Blog

The French Lexicon Ontology

Dec. 8, 2020

*The second rundown for my past project. I still have one in mind before reaching the Present.* The [French Wiktionary](https://fr.wiktionary.org/wiki/Wiktionnaire:Page_d%E2%80%99accueil) is an immense source of lexical knowledge about the French language. Its community model allowed it to reach a broad coverage of the language, making it one of the best sources available online. Moreover, it's open-sourced. Yet, its content is hardly machine readable, preventing its usage in general application. We tackle this by parsing the Wiktionary data and populating an handcrafted ontology. Check it out at !

FLOnt Illustration

# Building the ontology schema First on the list came the ontology crafting. I took a notepad, and started figuring out how lexical data should be represented. I wrote down three target features: 1. a part-of-speech taxonomy, 2. given a word, have outgoing links towards its synonyms, antonyms, etc., 3. given a word, have outgoing links towards its inflections. I tried several structures but finally chose to mimic the way Wiktionary was already organizing its data. Each **literal** is described in one article, each article is composed of **entries** (usually one entry per part-of-speech or per global meaning) and each entry may have several **definitions** that slightly differ, along with examples.
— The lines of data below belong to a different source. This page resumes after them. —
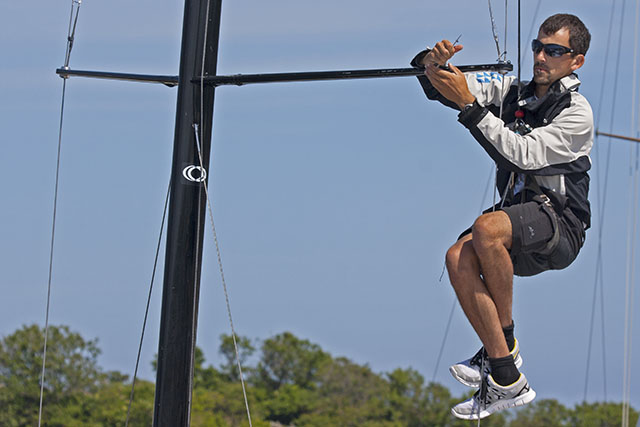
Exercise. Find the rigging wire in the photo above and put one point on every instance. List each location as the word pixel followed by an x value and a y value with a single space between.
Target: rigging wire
pixel 146 312
pixel 198 135
pixel 453 305
pixel 75 7
pixel 494 31
pixel 601 192
pixel 224 284
pixel 632 222
pixel 533 25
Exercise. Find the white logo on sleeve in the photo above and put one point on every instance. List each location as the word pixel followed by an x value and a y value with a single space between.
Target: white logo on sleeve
pixel 194 173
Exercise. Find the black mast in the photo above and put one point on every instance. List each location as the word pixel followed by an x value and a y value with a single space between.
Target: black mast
pixel 185 227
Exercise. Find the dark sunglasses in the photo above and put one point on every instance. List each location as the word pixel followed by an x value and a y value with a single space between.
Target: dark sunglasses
pixel 551 49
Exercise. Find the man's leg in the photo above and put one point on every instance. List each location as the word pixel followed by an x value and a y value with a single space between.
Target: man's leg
pixel 484 255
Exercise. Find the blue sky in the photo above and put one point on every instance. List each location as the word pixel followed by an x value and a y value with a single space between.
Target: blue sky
pixel 334 201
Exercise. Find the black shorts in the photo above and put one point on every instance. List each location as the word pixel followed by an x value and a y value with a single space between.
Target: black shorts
pixel 532 229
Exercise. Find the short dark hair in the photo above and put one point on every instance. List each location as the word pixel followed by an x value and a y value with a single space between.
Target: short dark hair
pixel 579 37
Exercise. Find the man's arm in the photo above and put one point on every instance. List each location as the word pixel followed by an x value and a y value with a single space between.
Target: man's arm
pixel 486 87
pixel 562 146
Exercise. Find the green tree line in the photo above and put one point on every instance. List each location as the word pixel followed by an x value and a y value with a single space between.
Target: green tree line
pixel 290 382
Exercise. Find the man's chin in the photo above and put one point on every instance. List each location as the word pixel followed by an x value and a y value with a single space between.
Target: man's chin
pixel 541 79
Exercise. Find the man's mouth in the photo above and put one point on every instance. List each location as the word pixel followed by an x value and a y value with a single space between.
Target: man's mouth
pixel 539 68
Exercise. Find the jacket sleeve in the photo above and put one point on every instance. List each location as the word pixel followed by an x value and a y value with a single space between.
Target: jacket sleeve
pixel 487 87
pixel 568 137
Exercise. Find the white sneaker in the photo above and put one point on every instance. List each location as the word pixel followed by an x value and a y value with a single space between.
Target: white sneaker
pixel 493 397
pixel 468 371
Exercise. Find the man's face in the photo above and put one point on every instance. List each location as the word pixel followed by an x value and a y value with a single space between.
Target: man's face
pixel 547 69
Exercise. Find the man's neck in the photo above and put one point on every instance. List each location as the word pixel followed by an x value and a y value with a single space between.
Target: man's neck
pixel 541 90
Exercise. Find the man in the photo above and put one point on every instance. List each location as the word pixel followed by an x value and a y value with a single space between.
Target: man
pixel 540 140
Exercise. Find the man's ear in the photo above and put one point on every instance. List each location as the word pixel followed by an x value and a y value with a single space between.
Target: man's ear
pixel 578 61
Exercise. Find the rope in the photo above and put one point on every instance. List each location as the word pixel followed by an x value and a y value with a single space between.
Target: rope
pixel 196 128
pixel 533 25
pixel 224 284
pixel 629 290
pixel 146 312
pixel 70 36
pixel 601 195
pixel 631 241
pixel 494 31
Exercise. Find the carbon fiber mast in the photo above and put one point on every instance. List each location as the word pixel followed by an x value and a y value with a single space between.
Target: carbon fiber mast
pixel 185 227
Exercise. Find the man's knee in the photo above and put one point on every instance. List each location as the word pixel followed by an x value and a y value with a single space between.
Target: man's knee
pixel 492 229
pixel 461 260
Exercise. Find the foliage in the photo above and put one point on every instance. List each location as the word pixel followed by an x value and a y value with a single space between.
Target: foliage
pixel 292 383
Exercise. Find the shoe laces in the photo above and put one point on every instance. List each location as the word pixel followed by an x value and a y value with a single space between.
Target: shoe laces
pixel 477 358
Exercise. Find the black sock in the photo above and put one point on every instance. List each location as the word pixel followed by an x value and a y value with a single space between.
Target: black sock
pixel 508 335
pixel 503 370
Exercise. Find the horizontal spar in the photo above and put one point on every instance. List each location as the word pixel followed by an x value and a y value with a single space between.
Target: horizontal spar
pixel 243 79
pixel 611 135
pixel 147 78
That lead me to the following basic schema (under the classes are the associated data properties):
Top-level Ontology Classes: Literal, Lexical Entry and Lexical Sense
Top-level Ontology Classes
After a quick study of the existing articles within the French Wiktionary, lexical entries are broken down using the `rdfs:subClassOf` property into the following taxonomy:
Part-of-speech Taxonomy
Part-of-speech Taxonomy
Information of semantic links or inflections (including conjugations) are represented as object properties, between lexical entries and literals. Domains and ranges of those properties are not trivially defined: I chose the simplest representation for WikiText parsing, but this representation may not be the best. [I wrote about this here](https://github.com/ychalier/flont/blob/master/TODO.md#re-targeting-flonthaslink-properties).
Object Relations Example for the common word 'épée'
Object Relations Example
The resulting schema can be found at . # Parsing the data The actual parsing needed data first: it came from an XML [dump](https://wikimedia.mirror.us.dev/backup-index.html). I first parsed the XML and put it in a SQLITE database so it would not take too long executing small queries while doing a preliminary data study. The data is first parsed into a Python representation. This parsing involves reading WikiText strings. Fortunately, a module [`wikitextparser`](https://github.com/5j9/wikitextparser) already exists for that. What it does not do is handling the different template specific to Wiktionary (specifying all the relevant data such as POS or gender). The task is therefore very grindy, and involves a lot of very specific bits of code. One main issue is the correctness of the input data: as it is written by humans, it comes with lots of errors, mispellings, and other inconsistencies. I tried to add some fixes for the most common ones, but (detecting) and covering everything would be an excessive task for such a project. Once that first parsing is done, that data is casted into a OWL ontology, using the [`owlready2`](https://pythonhosted.org/Owlready2/) interface. The ontology is then exported to a file. The whole process takes about half an hour, but requires a lot of free RAM. # Visualizing the output The final step was to implement a way to visualize the output data. Mainly, I recreated a minimalist French Wiktionary, but with an highly structured template. All referenced entities are linked and browsable. All relationships are also linked and browsable. Meta-information relative to the entities can be displayed. A SPARQL endpoint is also included, yet not available to the public (I wish to preserve my poor Raspberry Pi). As I usually do, I built a [Django](https://www.djangoproject.com/) application for that. My main concern was RAM consumption, as the server is hosted on a Rapsberry Pi with its 1Gb of RAM. Fortunately, using the SQLITE backend of Owlread2 is relatively RAM friendly. Yet, features such as indexing (for literal searching and ranking) are not possible. Anyway, you better see it for yourself at . # Update A second version of the ontology comes with global enhancements and some more features, such as a way to parse and represent etyomolgy data and a more generalized inflexion representation system, allowing for a complete conjugation representation. The code is available on GitHub at [ychalier/flont](https://github.com/ychalier/flont).